A wicked witch had an evil daughter, whom she loved, and a good stepdaughter she hated. One day, the witch decided she would kill the stepdaughter at night, and the daughter was told to make sure she lay by the wall, and her stepsister in the front of the bed. The stepdaughter overheard this and, after her stepsister slept, shifted their places. The witch killed her own daughter, and the stepdaughter rose and went to her sweetheart Roland, telling what had happened, and that they had to flee.
Roland said they must take the witch's magic wand. The stepsister went back to take it, leaving three drops of blood. When, in the morning, the witch called, the drops of blood answered her, but when she could not see her daughter where she heard the voice, she went into the bedroom and saw her dead daughter. Raging, she set out after them in seven league boots.

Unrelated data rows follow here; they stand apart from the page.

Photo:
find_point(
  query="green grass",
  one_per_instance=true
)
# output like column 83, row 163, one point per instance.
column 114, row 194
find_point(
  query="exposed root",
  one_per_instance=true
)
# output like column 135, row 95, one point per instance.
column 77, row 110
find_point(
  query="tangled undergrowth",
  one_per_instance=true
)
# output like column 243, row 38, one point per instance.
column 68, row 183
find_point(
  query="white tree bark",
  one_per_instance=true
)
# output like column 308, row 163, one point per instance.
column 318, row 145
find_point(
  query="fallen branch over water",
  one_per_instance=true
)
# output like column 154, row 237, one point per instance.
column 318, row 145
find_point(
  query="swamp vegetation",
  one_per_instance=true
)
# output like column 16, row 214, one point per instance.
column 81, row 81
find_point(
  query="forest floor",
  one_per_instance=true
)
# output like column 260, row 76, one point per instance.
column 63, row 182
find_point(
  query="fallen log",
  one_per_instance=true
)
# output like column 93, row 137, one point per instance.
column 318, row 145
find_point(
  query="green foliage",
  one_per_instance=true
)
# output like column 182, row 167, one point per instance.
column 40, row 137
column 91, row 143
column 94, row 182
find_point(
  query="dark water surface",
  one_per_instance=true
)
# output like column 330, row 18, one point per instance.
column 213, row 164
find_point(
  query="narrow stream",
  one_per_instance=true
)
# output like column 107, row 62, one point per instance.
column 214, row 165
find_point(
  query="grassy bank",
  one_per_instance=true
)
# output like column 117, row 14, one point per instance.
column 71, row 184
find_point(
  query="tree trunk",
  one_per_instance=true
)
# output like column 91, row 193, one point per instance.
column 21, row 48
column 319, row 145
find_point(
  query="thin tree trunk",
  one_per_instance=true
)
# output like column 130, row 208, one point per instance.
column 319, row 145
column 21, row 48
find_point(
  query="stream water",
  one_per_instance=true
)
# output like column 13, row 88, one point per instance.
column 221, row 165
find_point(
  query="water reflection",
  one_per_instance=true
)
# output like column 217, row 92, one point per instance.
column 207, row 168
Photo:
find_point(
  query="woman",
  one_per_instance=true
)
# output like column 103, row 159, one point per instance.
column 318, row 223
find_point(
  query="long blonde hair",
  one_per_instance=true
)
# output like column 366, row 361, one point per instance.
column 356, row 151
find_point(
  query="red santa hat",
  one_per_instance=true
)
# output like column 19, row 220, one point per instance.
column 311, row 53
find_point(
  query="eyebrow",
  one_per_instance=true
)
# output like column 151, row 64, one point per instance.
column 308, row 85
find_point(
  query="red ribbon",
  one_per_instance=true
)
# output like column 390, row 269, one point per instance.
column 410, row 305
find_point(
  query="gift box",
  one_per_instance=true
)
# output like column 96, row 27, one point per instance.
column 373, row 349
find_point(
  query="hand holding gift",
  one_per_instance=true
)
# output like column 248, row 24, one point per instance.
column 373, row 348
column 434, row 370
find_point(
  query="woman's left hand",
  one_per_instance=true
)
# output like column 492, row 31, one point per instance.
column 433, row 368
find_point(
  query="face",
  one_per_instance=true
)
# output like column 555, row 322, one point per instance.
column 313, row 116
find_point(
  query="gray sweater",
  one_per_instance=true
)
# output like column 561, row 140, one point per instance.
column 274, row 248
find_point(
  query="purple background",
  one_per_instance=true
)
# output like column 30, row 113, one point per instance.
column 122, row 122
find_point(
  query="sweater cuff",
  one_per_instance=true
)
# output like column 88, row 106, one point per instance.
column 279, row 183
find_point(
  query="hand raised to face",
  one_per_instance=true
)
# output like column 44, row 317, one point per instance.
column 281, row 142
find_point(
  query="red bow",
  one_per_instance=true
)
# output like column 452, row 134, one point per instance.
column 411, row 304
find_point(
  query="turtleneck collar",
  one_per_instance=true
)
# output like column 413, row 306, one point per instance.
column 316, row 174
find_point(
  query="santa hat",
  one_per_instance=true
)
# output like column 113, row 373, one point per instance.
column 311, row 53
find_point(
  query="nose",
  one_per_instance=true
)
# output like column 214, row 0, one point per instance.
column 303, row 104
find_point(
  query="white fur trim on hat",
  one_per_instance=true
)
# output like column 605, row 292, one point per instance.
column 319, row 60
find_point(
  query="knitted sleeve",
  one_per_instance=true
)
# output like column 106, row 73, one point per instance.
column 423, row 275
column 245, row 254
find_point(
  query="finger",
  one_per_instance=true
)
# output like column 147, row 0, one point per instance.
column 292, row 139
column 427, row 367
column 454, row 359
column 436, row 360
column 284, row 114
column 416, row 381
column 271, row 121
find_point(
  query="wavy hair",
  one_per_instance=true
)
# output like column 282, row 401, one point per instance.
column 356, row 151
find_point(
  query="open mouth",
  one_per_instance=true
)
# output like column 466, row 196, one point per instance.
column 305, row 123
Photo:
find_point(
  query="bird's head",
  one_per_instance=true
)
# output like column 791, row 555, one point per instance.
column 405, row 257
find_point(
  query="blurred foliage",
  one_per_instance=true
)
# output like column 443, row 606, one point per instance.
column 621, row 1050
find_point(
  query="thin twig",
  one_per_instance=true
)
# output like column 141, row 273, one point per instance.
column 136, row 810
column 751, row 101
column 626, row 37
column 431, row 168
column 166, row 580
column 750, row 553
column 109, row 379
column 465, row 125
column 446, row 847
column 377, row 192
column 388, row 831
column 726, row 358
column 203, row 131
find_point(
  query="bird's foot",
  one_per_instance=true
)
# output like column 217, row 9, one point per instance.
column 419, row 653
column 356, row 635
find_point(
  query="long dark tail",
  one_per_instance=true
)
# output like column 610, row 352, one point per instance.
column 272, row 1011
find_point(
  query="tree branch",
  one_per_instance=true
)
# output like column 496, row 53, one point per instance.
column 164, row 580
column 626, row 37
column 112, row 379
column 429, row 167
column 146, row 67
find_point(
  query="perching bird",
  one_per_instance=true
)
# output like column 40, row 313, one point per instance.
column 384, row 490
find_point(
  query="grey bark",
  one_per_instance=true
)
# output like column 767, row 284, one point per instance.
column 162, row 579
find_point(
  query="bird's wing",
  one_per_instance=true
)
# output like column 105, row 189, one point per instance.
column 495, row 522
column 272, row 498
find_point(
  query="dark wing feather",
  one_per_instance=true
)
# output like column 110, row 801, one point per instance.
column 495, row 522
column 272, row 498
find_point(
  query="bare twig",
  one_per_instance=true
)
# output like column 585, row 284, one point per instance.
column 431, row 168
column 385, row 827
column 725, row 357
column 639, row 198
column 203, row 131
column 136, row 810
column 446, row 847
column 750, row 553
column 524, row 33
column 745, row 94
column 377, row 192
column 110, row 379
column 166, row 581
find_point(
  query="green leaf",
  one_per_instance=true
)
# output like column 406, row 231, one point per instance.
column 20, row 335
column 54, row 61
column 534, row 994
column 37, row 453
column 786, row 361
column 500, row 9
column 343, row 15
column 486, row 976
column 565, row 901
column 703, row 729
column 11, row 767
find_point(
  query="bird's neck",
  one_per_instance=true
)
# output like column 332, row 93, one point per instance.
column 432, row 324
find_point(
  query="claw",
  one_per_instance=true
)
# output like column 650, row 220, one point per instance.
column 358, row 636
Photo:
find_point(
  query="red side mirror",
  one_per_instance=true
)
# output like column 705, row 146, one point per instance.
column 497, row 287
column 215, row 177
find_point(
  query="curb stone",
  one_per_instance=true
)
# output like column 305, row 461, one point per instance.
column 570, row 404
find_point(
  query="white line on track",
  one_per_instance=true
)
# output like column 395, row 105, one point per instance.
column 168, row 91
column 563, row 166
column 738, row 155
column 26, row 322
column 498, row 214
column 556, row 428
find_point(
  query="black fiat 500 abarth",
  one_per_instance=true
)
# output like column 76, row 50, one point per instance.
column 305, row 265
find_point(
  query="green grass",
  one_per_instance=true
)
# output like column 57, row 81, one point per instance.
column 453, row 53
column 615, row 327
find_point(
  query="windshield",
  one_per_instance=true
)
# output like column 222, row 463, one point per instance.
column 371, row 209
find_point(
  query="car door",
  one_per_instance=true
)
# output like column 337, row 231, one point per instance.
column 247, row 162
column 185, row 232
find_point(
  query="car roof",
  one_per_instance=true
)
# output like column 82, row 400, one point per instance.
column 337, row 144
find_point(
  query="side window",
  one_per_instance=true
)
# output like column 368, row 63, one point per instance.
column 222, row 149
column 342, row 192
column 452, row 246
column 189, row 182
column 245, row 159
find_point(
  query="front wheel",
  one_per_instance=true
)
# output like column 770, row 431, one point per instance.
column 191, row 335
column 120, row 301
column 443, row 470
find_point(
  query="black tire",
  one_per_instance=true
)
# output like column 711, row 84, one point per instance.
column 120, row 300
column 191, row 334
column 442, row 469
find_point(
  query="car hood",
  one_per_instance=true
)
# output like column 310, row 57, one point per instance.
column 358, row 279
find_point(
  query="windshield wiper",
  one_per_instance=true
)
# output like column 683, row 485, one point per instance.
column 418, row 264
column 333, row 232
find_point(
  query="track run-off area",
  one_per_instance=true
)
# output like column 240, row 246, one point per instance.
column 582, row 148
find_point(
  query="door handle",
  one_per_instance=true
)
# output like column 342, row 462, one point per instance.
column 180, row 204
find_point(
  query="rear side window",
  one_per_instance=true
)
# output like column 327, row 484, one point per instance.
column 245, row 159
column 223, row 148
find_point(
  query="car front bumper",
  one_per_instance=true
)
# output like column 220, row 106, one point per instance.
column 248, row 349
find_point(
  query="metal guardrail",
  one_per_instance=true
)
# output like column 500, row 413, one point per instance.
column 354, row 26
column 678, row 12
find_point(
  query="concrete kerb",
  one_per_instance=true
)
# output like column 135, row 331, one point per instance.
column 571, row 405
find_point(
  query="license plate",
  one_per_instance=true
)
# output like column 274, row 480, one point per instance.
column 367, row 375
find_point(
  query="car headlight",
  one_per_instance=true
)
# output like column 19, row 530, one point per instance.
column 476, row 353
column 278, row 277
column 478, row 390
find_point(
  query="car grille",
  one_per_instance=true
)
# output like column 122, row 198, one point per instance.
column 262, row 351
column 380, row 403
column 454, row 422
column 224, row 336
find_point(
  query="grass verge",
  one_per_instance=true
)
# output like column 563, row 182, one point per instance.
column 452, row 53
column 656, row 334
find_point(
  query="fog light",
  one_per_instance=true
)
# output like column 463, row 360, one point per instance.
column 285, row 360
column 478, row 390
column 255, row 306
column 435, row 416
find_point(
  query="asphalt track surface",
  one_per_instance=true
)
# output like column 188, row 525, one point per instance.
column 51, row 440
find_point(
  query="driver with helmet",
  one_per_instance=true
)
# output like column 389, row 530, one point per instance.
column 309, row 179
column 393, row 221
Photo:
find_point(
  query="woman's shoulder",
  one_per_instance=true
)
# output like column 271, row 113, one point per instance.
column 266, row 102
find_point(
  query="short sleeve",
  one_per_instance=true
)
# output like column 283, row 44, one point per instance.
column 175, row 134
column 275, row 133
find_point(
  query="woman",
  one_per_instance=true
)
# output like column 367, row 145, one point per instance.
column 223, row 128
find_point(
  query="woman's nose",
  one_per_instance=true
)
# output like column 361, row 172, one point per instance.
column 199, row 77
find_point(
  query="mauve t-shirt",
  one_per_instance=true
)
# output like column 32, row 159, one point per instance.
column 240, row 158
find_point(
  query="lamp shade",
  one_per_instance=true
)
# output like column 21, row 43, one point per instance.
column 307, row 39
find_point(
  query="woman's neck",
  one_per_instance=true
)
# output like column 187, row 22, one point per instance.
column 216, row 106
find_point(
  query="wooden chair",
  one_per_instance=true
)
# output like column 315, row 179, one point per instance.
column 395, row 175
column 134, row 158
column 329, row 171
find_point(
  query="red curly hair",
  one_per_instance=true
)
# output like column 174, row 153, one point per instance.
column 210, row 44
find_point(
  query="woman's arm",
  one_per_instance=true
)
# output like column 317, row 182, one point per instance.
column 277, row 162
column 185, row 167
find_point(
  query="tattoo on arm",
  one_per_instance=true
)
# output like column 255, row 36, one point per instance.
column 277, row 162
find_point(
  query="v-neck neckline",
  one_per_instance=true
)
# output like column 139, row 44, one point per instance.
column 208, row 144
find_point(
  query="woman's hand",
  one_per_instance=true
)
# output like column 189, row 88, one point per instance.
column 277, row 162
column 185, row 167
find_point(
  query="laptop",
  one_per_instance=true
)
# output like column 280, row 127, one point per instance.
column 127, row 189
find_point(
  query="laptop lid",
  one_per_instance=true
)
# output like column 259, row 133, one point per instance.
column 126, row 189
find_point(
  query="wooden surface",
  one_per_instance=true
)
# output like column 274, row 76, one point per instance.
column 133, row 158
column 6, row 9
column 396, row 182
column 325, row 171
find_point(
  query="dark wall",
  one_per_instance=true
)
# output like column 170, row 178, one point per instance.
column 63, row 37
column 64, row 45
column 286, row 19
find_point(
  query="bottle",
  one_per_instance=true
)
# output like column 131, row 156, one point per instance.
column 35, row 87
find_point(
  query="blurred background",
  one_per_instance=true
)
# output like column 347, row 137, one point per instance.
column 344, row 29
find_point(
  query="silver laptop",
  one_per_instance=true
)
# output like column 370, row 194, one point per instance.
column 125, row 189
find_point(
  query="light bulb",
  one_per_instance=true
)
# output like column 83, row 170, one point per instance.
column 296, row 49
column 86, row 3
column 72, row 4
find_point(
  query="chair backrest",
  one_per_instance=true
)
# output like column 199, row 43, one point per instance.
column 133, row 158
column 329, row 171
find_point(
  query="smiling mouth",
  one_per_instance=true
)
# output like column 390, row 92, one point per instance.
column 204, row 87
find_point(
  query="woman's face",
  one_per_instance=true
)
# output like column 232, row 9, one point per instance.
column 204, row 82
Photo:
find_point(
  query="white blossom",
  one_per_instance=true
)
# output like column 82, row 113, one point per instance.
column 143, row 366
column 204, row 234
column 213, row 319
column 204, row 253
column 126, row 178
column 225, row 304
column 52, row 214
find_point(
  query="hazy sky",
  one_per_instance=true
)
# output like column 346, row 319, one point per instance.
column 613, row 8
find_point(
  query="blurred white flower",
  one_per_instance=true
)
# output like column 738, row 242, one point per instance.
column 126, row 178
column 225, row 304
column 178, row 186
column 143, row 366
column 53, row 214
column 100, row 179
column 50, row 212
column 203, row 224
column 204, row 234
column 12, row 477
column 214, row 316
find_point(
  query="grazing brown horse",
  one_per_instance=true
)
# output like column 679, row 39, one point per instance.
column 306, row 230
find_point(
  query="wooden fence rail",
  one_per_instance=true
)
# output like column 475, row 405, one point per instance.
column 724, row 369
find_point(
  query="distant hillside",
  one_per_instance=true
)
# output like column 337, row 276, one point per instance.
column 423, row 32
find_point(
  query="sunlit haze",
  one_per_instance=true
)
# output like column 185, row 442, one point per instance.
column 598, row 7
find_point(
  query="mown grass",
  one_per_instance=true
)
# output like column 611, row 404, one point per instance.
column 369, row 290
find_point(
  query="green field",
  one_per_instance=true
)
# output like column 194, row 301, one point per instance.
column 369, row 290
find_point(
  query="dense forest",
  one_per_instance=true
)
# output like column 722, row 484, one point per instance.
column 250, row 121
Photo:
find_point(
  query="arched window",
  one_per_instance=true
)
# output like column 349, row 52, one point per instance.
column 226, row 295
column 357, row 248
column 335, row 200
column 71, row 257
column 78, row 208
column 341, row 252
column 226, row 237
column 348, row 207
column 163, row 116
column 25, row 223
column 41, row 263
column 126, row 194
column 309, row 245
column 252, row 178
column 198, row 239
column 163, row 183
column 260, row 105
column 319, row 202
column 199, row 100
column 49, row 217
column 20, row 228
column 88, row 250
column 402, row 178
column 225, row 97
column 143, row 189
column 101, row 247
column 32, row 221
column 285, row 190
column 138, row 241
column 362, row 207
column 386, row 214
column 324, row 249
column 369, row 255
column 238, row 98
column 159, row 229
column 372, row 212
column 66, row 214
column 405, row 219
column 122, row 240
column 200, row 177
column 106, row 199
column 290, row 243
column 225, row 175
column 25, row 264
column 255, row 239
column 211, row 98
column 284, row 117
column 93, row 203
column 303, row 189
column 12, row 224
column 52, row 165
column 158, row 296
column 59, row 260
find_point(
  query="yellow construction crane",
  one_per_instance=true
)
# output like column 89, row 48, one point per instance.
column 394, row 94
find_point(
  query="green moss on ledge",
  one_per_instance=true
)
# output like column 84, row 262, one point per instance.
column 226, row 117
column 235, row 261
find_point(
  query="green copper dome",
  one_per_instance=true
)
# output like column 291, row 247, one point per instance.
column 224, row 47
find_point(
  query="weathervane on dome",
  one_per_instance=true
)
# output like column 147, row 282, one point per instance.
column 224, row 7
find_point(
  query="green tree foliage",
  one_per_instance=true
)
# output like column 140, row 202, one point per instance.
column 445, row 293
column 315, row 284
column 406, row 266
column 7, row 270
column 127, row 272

The girl turned herself into a duck, and Roland into a pond, and the witch was unable to lure the duck to her, and had to return home that night. The girl and Roland went on, and when, the next day, the witch caught them again, the girl then turned Roland into a fiddler and herself into a beautiful flower in a brier-hedge. The witch asked permission to pick the flower, and got it, but when she crawled into the hedge, Roland played his fiddle. The magical music forced the witch to dance, and he kept playing until the thorns tore her to death.
Roland went to his father to arrange for the wedding, and the girl remained as a red boundary-stone, but a woman made Roland forget her. Sad, the girl turned herself into a flower, thinking that someone would trample her. A shepherd picked her and took her home. He found that whenever he left, all the housework was done in his absence. At the advice of a wisewoman, he threw a white cloth when he saw something move in the morning, and this revealed the girl. She agreed to keep house for him. At Roland's wedding, all the girls about sang, as was the custom, and Roland recognized his true love and married her instead of his new bride.